Monday, May 18, 2009

Trading and Investing: The Danger of Mixing Mindsets

Several traders that I interacted with today were not able to participate on the long side despite the fact that the stock market was strong throughout the day. When they explained their selling bias, they said things like, "I just don't believe we should be trading up here" and "There's no way we are going higher; the economy is in terrible shape."

Mixing the mindset of trader and investor is hazardous to your wealth. As an investor, I can tell you that I remain very conservatively positioned with my retirement assets. I believe that we entered a secular bear market in 2000, and I believe that bear market has years--not months--to run. Just as we hit bottom in 1932 and did not see a full fledged bull market until the late 1940s, and just as we hit bottom in 1974 and did not see a fresh bull until 1982, we could muddle around for a considerable period in a long-term bottoming process.
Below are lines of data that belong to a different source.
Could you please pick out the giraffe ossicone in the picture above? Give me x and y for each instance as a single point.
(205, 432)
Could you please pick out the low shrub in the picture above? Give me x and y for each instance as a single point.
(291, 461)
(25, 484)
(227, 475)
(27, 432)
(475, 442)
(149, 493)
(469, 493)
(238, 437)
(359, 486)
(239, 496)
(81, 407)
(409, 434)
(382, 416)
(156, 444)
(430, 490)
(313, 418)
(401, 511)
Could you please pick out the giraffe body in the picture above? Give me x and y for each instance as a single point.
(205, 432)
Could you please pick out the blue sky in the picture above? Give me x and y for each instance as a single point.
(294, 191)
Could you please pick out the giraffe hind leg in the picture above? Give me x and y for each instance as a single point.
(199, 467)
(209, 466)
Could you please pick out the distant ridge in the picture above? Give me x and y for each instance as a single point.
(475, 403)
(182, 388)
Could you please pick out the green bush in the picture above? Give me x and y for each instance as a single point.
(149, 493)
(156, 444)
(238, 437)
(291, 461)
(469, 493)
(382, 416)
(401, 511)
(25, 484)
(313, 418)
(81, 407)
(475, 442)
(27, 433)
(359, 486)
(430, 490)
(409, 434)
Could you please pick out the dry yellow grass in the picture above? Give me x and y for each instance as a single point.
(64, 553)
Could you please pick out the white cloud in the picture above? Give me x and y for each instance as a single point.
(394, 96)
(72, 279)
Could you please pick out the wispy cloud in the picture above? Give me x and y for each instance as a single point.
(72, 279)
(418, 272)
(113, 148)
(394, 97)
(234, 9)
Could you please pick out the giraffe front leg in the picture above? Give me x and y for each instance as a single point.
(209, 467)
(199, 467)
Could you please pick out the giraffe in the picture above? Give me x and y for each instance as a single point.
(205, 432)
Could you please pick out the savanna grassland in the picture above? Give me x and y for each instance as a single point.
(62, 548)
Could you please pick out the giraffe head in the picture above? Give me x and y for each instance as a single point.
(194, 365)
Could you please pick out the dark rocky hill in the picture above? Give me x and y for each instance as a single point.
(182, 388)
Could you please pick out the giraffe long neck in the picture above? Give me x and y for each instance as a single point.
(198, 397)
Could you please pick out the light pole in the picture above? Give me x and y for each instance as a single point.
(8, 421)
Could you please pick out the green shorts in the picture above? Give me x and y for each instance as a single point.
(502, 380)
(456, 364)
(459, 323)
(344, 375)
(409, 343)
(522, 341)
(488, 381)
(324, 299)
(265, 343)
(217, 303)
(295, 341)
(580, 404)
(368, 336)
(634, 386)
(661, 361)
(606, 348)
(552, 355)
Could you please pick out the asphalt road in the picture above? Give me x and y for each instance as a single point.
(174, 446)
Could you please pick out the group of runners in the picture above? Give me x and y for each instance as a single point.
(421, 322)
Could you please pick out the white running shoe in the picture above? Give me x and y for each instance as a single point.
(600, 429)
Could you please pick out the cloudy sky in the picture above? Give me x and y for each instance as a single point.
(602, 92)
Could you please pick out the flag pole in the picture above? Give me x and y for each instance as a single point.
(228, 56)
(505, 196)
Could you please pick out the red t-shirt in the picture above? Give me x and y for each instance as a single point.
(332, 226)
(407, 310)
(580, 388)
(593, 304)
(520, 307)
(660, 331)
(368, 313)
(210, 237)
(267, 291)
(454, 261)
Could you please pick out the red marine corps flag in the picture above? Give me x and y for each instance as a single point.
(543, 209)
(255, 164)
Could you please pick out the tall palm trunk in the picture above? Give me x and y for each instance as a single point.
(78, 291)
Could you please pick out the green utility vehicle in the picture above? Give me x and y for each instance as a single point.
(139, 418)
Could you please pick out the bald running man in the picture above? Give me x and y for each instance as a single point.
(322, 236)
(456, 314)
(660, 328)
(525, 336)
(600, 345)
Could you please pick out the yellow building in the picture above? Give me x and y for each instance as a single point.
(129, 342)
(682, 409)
And that's generously assuming that we made a price low for the secular bear in March!

All of that, however, is irrelevant to what I think about the stock market *today*. If I see that there is no bearish bias over the next several days and that indicators are strengthening over a three-day period, I am going to look for reasons to buy in today's session if I detect signs of strength. Trading is about exploiting supply and demand during short-term intervals; it is not investing.

You could tell me that President Obama is saddling this country with outrageous debt; you could decry the greed of banks; you could question the ability of the consumer to sustain a durable economic recovery; you could question the fundamentals of the U.S. dollar: for the most part, I would agree with you. But those have nothing to do with whether institutional participants, right here and right now, are purchasing, selling, or avoiding equities.

There's a time for politics, and there's a time for economics. Just not when you're trading the day timeframe.